Definitions of “ethical”, “fair” or “responsible” recruitment are rooted in existing international standards and conventions. In particular, the ILO’s C181-Private Employment Agencies Convention, 1997 establishes clear protections for jobseekers, notably respect for the fundamental principles and rights at work and prohibition of charging fees to jobseekers.
The latest document to highlight ethical recruitment is the Global Compact for Safe, Orderly and Regular Migration. In particular, the 6th objective of the GCM is the “Facilitation of fair and ethical recruitment and safeguard conditions that ensure decent work.
Despite international commitments to ethical and safe recruitment practices, the reality on the ground reflects unethical recruitment as a widespread phenomenon across many economic sectors.
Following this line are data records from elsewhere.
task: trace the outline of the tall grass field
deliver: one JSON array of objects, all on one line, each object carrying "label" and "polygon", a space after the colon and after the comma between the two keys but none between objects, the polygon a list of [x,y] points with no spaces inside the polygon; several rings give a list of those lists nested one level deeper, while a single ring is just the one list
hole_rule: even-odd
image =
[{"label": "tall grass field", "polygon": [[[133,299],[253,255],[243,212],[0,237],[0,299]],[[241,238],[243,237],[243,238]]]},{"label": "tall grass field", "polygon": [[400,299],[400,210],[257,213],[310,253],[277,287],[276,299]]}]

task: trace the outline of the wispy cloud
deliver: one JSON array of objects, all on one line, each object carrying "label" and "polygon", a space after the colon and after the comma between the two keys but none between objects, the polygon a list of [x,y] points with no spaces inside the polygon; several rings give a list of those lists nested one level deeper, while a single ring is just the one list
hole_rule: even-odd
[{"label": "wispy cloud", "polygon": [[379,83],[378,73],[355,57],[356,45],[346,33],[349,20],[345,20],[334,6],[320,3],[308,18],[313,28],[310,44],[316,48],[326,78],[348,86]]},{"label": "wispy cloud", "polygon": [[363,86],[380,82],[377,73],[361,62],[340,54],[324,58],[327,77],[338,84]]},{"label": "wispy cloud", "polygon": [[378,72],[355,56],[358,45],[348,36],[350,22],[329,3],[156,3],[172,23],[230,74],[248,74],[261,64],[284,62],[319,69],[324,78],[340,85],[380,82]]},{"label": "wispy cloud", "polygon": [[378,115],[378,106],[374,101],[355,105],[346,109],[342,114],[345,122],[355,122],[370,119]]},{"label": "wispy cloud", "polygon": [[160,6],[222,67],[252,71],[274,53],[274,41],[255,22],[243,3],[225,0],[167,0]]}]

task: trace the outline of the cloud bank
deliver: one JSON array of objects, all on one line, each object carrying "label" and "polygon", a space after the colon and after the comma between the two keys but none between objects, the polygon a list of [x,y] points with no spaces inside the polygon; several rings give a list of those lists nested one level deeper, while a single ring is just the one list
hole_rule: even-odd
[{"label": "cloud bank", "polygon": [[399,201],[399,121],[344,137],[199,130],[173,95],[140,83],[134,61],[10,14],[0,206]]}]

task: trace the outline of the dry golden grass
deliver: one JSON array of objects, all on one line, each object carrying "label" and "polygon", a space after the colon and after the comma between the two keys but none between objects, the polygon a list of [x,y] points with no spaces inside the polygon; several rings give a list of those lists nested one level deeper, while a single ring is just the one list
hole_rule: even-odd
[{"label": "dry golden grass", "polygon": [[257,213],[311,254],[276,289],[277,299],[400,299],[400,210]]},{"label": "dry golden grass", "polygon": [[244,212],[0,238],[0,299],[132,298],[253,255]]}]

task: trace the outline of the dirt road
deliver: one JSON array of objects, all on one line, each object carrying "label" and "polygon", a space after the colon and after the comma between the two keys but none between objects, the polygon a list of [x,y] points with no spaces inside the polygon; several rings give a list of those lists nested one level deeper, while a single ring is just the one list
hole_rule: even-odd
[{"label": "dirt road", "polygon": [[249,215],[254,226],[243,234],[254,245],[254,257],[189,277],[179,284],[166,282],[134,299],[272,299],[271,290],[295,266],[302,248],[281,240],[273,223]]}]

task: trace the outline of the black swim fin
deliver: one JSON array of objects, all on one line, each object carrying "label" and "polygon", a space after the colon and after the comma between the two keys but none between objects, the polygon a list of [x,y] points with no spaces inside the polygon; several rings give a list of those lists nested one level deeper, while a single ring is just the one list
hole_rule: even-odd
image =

Unethical recruitment practices are commonly associated with the recruitment of lower-skilled workers where prevailing practices are based on a ‘worker pays’ business model. In this model, the exploitation of vulnerable migrant workers begins during recruitment when they are charged with extra fees or misled about the job offered.
Under this arrangement, migrant workers pay the fees and costs related to recruitment and migration, often leaving them heavily indebted and highly vulnerable to exploitation. The ILO defines recruitment fees and related costs as: “any fees or costs incurred in the recruitment process in order for workers to secure employment or placement, regardless of the manner, timing or location of their imposition or collection.”
This includes costs relating to international travel (i.e., passport, visa, return flights, etc.), medical and training costs, and any administrative or overhead fees associated with job placement. Recruitment fees include costs that are paid in money or property, deductions from wages or benefits, kickbacks or bribes, and in-kind payments such as free labour.
When combined with other forms of abuse such as false promises about the terms and conditions of employment, limitations on freedom of movement, coercion, or lack of access to remedy, this can lead to exploitation and conditions of forced labour.
Due to the importance of ethical recruitment to the Jordanian labour market, Tamkeen for Legal Aid and Human Rights decided to develop this study, which on one hand will analyse the national framework on ethical recruitment and its compatibility with international standards, and on another its actual implementation.